"[…] Comandante en Jefe hay uno, y en la historia de este siglo y en los siglos por venir, será el único, lo demás será el Partido Comunista de Cuba fundado por él […]."
"Aspiramos no a una obra temporal, sino eterna, y para ello es indispensable consolidar un baluarte del que ha sido siempre ejemplo supremo nuestro Comandante en Jefe: la honestidad."
"En la celda estaba la pequeña cama de él y pusieron otra para mí. La comida del presidio […] era malísima, nos permitían una pequeña hornilla eléctrica. Con lo que nos mandaba la familia y con la comida del presidio, todos los días me arreglaba el almuerzo. Él lo hacía para que yo me alimentara, porque era muy delgado y por la inactividad nunca tenía apetito, por tal motivo él me cocinaba. Así que puedo decir que yo tuve uno de los cocineros más famosos del mundo, que se llama Fidel Castro.
(...)
"Ser hermano de Fidel es un privilegio. Siempre fue, desde la infancia, mi héroe; porque de todos los hermanos, yo soy el cuarto. Está una hermana, la mayor, después Ramón, un año después Fidel, cinco años después yo. O sea, que él, llevándome cinco años, era mi hermano inmediato superior. Y siempre fue mi héroe, mi más cercano compañero, pese a la diferencia de edad."
"[…] para mí esa actitud de Fidel no era nueva, desde que tuve uso de razón lo que más admiré en él fue su honradez, su gigantesca fuerza de voluntad a quien no le arredró nunca obstáculo alguno. Jamás se ha dado por vencido. Ese Fidel se me revelaba ahora en toda su grandeza al desafiar con 7 fusiles a 70 mil de la tiranía."
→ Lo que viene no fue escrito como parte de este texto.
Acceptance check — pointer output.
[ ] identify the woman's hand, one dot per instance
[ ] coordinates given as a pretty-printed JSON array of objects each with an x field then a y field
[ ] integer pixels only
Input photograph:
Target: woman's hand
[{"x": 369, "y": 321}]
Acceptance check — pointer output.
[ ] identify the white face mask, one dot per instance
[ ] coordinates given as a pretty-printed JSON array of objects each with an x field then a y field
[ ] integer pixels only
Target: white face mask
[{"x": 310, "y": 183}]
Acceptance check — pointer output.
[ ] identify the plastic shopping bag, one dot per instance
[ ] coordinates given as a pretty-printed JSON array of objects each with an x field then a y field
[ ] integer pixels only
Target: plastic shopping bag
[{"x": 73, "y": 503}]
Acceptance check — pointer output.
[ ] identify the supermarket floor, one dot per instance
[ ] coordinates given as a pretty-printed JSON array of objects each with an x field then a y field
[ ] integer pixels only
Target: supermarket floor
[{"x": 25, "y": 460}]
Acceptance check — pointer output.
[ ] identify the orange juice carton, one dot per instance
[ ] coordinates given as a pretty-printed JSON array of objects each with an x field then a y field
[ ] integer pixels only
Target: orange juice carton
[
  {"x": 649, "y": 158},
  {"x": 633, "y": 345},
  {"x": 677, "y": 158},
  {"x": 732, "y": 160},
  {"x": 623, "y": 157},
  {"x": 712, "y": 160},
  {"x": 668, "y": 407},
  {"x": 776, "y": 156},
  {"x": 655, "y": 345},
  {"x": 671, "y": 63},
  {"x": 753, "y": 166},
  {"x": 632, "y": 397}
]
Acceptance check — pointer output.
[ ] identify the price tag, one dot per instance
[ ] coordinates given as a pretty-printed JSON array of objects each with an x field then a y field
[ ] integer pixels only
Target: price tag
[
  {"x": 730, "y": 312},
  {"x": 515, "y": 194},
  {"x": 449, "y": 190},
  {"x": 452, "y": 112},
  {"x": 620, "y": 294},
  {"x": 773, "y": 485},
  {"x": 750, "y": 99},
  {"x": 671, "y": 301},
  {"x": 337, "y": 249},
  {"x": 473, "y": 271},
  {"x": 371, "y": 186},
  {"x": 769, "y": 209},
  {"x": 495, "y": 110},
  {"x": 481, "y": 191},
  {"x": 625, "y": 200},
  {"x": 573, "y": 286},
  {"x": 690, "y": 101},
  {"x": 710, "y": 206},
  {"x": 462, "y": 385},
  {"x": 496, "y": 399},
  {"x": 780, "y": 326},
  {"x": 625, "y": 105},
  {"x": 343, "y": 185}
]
"[…] en Cuba tenemos un líder, el pueblo y todos nosotros confiamos en él, lo respetamos y nos sentimos representados por él."
"[…] Fidel […] está fuera de serie, tiene un radar que no lo limita la curvatura del planeta, sino que en muchas cuestiones le da la vuelta entera. Es un ser muy previsor, muy inteligente y de una energía envidiable […] Él tiene una voluntad de hierro […]."
"[…] a raíz del fracaso de la Huelga de Abril de 1958, cuando la tiranía, alentada y envalentonada por ese duro revés, creyó que había llegado el momento del asalto final contra el Primer Frente de la Sierra Maestra, y se dispuso a lanzar una ofensiva, que resultó la mayor de toda la guerra, con el propósito de aplastar definitivamente la Revolución.
"Su enorme confianza en el triunfo y su fe inquebrantable en él, sumado a su recia postura de líder revolucionario, contribuyeron de manera decisiva al real y significativo hecho de que un destacamento pequeño, exhausto, sobreviviente de un duro revés, que pasó posteriormente por situaciones muy difíciles, se convirtiera en un poderoso ejército guerrillero victorioso".
"Pero una de las cosas que más he admirado de él y que más hondamente ha influido en todos los que hemos tenido el privilegio de estar junto a él durante los años de la lucha armada y después del triunfo de nuestra Revolución, es su fe en el pueblo y en la capacidad de este para recuperarse de cualquier revés transitorio, su absoluta confianza en la victoria."